Especial Dia Internacional da Mulher: Atriz e inventora, conheça a incrível (e conturbada) história de Hedy Lamarr

Hedy Lamarr (Hedwig Eva Maria Kiesler) nasceu em Viena (Áustria) no dia 9 de novembro de 1914. Curiosa por natureza, e também incentivada pelo pai, já criança costumava desmontar as coisas para ver como funcionavam. De família judia, por ser filha de um banqueiro pôde receber educação particular, sendo que com cerca de 10 anos já era uma boa bailarina, pianista e falava quatro idiomas. Aos 16 anos ela começou a atuar em filmes pela Europa, mas seria dois anos depois, aos 18, onde ganharia fama graças ao polêmico filme checo Ecstasy (1933).

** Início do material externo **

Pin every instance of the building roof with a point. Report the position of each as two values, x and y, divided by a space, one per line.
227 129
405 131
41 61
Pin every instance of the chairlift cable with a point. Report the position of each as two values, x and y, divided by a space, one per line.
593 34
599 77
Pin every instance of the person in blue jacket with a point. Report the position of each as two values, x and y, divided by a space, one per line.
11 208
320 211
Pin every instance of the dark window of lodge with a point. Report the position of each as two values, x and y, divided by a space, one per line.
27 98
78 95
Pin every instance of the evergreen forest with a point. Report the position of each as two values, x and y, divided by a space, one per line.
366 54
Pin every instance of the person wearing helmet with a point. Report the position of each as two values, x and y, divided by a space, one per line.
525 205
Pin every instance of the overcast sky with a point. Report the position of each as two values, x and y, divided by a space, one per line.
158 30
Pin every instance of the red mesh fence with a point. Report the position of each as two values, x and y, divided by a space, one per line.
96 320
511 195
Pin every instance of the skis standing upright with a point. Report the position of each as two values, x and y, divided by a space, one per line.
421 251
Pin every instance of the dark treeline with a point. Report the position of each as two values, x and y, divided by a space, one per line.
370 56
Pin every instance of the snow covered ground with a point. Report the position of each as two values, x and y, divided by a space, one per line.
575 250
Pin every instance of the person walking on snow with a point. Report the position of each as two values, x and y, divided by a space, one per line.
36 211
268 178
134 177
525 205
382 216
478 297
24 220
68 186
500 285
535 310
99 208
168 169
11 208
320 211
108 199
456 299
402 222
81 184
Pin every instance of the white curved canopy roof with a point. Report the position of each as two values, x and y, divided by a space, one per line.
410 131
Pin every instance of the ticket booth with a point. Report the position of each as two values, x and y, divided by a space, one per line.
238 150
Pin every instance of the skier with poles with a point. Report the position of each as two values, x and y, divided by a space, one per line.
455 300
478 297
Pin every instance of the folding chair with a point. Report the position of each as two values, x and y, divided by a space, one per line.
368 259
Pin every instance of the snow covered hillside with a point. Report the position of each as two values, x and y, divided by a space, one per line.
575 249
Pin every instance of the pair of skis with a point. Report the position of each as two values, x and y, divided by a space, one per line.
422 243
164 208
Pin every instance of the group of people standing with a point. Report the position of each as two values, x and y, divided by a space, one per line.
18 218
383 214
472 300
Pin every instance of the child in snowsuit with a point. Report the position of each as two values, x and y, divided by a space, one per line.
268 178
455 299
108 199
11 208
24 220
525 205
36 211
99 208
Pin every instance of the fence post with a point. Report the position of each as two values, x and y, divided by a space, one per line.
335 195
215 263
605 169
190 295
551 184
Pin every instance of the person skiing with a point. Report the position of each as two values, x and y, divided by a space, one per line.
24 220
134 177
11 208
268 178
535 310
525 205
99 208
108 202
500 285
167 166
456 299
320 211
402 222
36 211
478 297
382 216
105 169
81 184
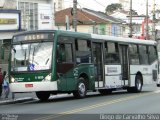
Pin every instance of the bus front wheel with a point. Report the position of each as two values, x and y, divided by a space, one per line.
43 95
138 85
81 89
105 92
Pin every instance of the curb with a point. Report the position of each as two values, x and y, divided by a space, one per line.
18 100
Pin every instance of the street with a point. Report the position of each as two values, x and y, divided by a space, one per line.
67 107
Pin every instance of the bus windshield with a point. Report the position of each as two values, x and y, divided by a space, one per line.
31 56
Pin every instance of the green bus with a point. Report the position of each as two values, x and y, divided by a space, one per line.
54 61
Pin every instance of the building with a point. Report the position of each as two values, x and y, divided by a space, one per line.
137 21
90 21
59 5
20 15
36 14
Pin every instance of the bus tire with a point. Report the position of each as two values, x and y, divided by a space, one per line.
138 84
105 92
43 96
81 89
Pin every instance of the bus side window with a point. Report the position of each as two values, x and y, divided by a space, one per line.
133 54
64 55
61 56
152 54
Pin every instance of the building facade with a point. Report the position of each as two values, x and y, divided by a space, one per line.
59 5
22 15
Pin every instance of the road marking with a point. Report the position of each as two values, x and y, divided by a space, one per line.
105 103
158 91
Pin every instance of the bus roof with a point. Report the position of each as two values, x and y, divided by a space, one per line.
94 36
123 40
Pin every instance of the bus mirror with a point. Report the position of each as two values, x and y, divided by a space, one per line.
2 52
61 54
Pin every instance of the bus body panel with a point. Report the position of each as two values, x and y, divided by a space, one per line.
33 86
146 71
68 81
113 77
112 74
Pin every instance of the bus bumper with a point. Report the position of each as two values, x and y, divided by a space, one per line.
33 86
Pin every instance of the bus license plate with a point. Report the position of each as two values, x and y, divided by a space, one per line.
28 85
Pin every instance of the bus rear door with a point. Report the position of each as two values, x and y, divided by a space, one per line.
125 64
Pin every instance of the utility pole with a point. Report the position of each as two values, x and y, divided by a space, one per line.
130 24
154 20
147 37
75 15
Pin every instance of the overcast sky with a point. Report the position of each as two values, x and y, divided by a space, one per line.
100 5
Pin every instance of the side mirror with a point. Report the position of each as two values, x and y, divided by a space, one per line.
2 52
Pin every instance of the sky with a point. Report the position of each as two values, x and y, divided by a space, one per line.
100 5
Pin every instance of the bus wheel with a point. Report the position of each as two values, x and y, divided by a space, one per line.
138 84
105 92
81 89
43 96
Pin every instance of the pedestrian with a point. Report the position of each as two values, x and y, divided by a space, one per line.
5 84
1 82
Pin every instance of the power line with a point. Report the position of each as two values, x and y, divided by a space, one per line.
100 3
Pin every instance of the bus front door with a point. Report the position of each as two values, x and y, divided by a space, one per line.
98 62
125 64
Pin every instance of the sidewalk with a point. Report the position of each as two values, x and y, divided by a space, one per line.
18 97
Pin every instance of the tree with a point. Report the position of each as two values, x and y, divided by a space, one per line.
112 7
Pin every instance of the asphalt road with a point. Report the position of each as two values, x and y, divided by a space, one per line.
94 106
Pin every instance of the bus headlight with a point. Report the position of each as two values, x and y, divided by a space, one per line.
47 78
12 80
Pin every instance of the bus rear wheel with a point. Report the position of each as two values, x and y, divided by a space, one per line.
138 85
81 89
43 96
105 92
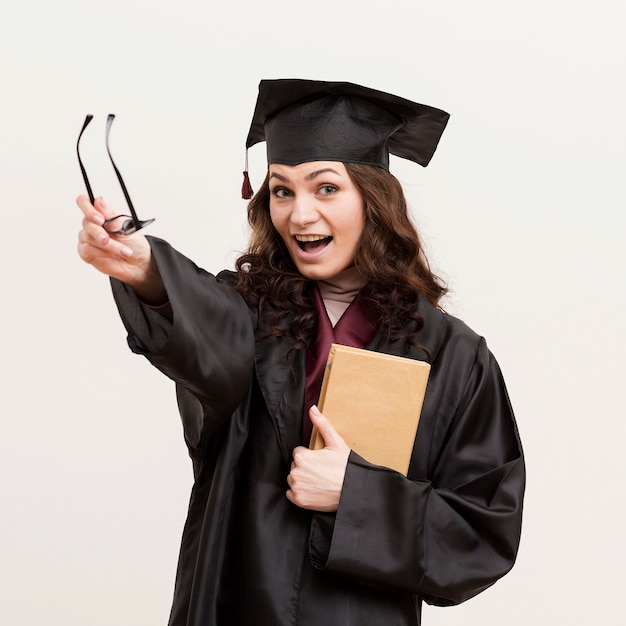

Traumático para a atriz, Ecstasy ficou famoso com Hedy interpretando aquela que é considerada a primeira cena de orgasmo da história do Cinema mundial, além de trazer algumas cenas de nudez. Em entrevistas posteriores, Lamarr contou que foi duplamente enganada. Ingênua e ansiosa para fazer o filme, acabou assinando contrato sem o ler direito, e quando ela se recusou a tirar a roupa a pedido do diretor Gustav Machatý, ele disse que então ela teria que pagar por todas as filmagens até então se fosse desistir da produção. E mais ainda, para "tranquilizá-la", prometeu que as filmagens seriam de longe, o que não permitiriam o espectador perceber muitos detalhes. Foi apenas depois que as tomadas foram feitas que Hedy viu que as cenas foram filmadas em close.

No mesmo ano de 1933, Hedy iniciaria o primeiro de seus seis casamentos, com Friedrich Mandl, um rico austríaco fabricante de munições e armas. Seu marido, absurdamente controlador, acabou com sua carreira de atriz e praticamente a mantinha presa em casa, em cativeiro (além de tentar infrutiferamente destruir as cópias do filme Ecstasy). E ainda piora: sendo simpatizante de Mussolini e Hitler, seus clientes, Mandl frequentemente a levava para reuniões nazistas. Lamarr só sairia deste pesadelo em 1937, através de um plano engenhoso e quase "cinematográfico".

Foram meses de planejamento: primeiro ela pediu ao marido para ter uma criada à sua disposição, criada esta que Hedy escolheu especificamente para ter o mesmo porte, altura e cor de cabelo. A fuga aconteceu na noite de um jantar importante, onde Lamarr aproveitou para colocar em seu corpo todas as jóias que possuía. Em dado momento, fingiu passar mal, e junto com a criada se retirou para descansar. Então Hedy colocou a criada para dormir com um sonífero, roubou e vestiu seu uniforme, e assumindo o "papel" de sua empregada, saiu da casa sem despertar suspeitas. Ela então fugiria de lá de bicicleta com suas jóias, deixando a Áustria para a França, e posteriormente, para a Inglaterra.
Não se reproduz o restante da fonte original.